A bioinformatic approach for the prediction and functional classification of Toxoplasma gondii long non-coding RNAs.

Long non-coding RNAs (lncRNAs) have emerged as significant players in diverse cellular processes, including cell differentiation. Advancements in computational methodologies have facilitated the prediction of lncRNA functions, enabling insights even in non-model organisms like pathogenic parasites, in roles such as parasite development, antigenic variation, and epigenetics. In this work, we focus on the apicomplexan Toxoplasma gondii differentiation process, where the infective stage, tachyzoite, can develop into the cysted stage, bradyzoite, under stress conditions. Using a publicly available transcriptome dataset, we predicted putative lncRNA sequences associated with this differentiation process. Notably, a substantial proportion of these putative lncRNAs exhibited stage-specific expression, particularly at the bradyzoite stage. Furthermore, co-expression patterns between coding transcripts and putative TglncRNAs suggest their involvement in shared processes, such as bradyzoite development. Putative TglncRNA loci analysis revealed their potential influence on the expression of nearby coding genes, including subtelomeric genes unique to the T. gondii genome.

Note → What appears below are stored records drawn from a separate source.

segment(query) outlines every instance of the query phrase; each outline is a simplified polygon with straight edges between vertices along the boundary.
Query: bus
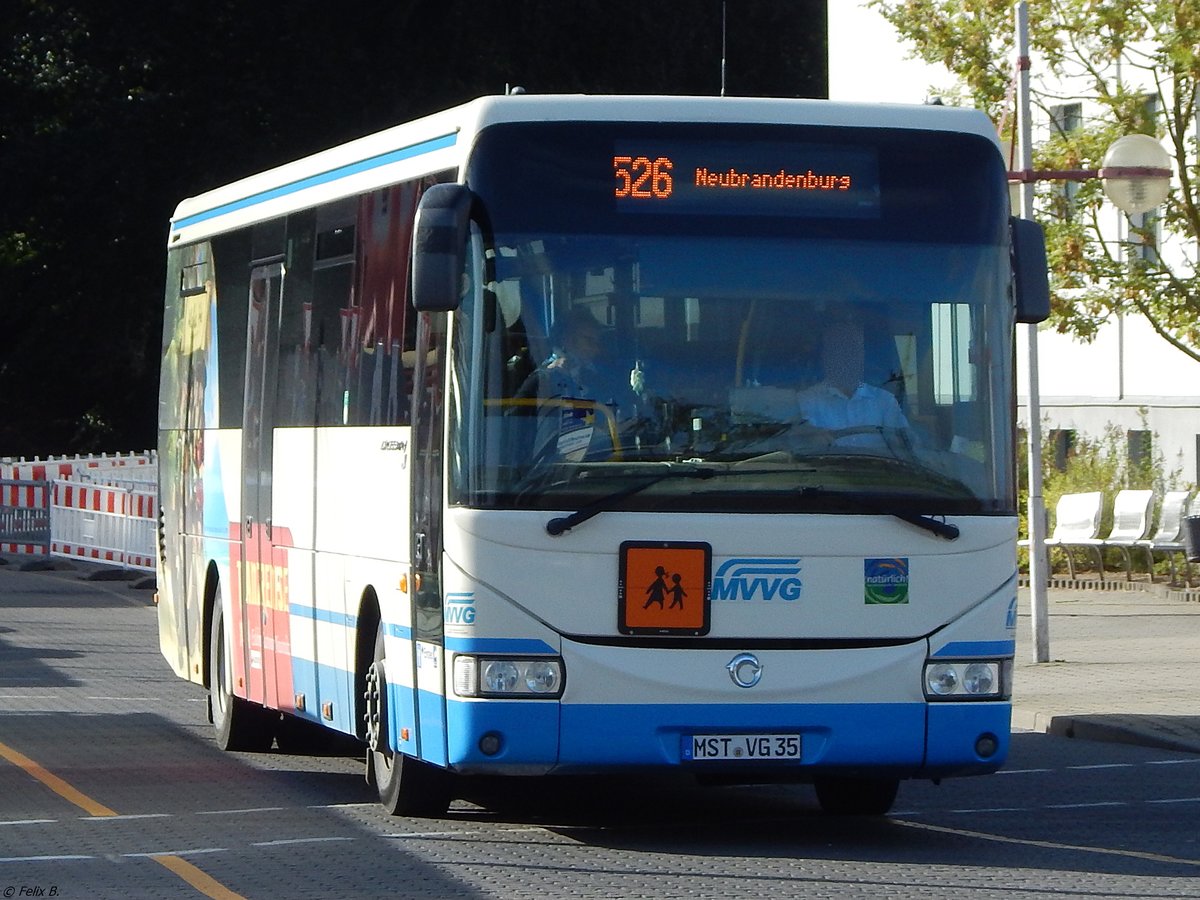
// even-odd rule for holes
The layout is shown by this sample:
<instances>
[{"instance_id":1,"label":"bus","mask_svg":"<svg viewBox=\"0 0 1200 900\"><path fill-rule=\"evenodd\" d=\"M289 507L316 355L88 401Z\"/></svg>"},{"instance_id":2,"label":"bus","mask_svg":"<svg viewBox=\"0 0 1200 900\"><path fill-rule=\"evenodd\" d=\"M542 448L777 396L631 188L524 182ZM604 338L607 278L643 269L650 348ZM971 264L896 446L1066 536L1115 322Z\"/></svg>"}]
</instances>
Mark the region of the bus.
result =
<instances>
[{"instance_id":1,"label":"bus","mask_svg":"<svg viewBox=\"0 0 1200 900\"><path fill-rule=\"evenodd\" d=\"M1003 764L1049 295L983 113L483 97L184 200L167 260L160 644L221 748L345 736L431 816Z\"/></svg>"}]
</instances>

Finally we propose a k-mer analysis approach to predict putative functional relationships between characterized lncRNAs from model organisms like Homo sapiens and the putative T. gondii lncRNAs. Our perspective led to predict putative T. gondii lncRNA that potentially could act mediating DNA damage repair pathways, opening a new study field to validate this kind of adaptive mechanisms of T. gondii in response to stress conditions.